LC-MS Method Development and Validation for the Estimation of Nivolumab and Relatlimab in Rat Plasma and Its Pharmacokinetic Study

Melanoma, pulmonary, kidney cell cancer, malignancy of the head and neck, urothelial, malignant colon cancer, esophageal carcinoma of the squamous cells, liver cancer, gastric cancer, and gastrointestinal junction cancer are among the cancers that can be treated with Nivolumab, anti-cancer drug. Therefore, one of the most important fields of contemporary pharmaceutical analysis is the development, validation, and pharmacokinetic investigation of Nivolumab and Relatlimab in rat plasma. The current application aims to show up when pharmacokinetic assessment of Nivolumab and Relatlimab in rat plasma using LC-MS/MS and bioanalytical system validation is carried out.

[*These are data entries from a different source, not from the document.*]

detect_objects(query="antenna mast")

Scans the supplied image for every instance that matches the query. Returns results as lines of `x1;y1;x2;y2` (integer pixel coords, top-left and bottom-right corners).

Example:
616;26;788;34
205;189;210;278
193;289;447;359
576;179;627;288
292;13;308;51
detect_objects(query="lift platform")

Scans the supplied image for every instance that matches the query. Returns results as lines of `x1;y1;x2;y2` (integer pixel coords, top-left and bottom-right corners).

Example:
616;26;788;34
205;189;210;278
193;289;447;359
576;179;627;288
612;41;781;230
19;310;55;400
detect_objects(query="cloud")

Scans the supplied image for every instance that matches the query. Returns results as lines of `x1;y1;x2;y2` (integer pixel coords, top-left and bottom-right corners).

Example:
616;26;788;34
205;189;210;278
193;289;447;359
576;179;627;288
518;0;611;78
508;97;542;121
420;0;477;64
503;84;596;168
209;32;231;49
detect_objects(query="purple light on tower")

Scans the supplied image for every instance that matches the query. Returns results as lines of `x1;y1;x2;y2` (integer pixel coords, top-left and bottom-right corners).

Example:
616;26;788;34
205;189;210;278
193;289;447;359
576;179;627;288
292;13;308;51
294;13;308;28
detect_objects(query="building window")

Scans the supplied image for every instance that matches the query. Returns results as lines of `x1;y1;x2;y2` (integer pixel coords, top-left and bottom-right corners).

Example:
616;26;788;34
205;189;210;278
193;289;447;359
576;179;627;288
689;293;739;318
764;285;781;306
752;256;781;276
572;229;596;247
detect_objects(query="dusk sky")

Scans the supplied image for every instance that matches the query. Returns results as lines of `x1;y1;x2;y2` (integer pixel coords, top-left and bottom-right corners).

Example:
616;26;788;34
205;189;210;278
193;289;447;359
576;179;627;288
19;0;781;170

The current application aims to provide evidence up in the occurrence that a pharmacokinetic analysis of Relatlimab and Nivolumab in rat plasma using LC-MS/MS and bioanalytical system validation will be performed. The improved procedure employed a Waters X-bridge phenyl (250mmx4.6mm, 5µm) column with a flow rate of 1 mL/min. The mobile phase in this experiment was a combination of acetonitrile and buffer (1 mL TFA in 1 litre of water). Nivolumab and Relatlimab differentiate themselves by employing Trastuzumab for the internal standard and 10-minute run duration. Relatlimab linearity range covers 10 and 200 % of the rat plasma, while Nivolumab is between 6 and 240 ng/mL and 2-80 ng/mL. The value of R2 for each analyte was 0.999. According to USFDA criteria, our work shows that all requirements, including exactness, recovery, accuracy, and stability, were fulfilled. Pharmacokinetic investigations of Nivolumab and Relatlimab using rat plasma may be examined using this method.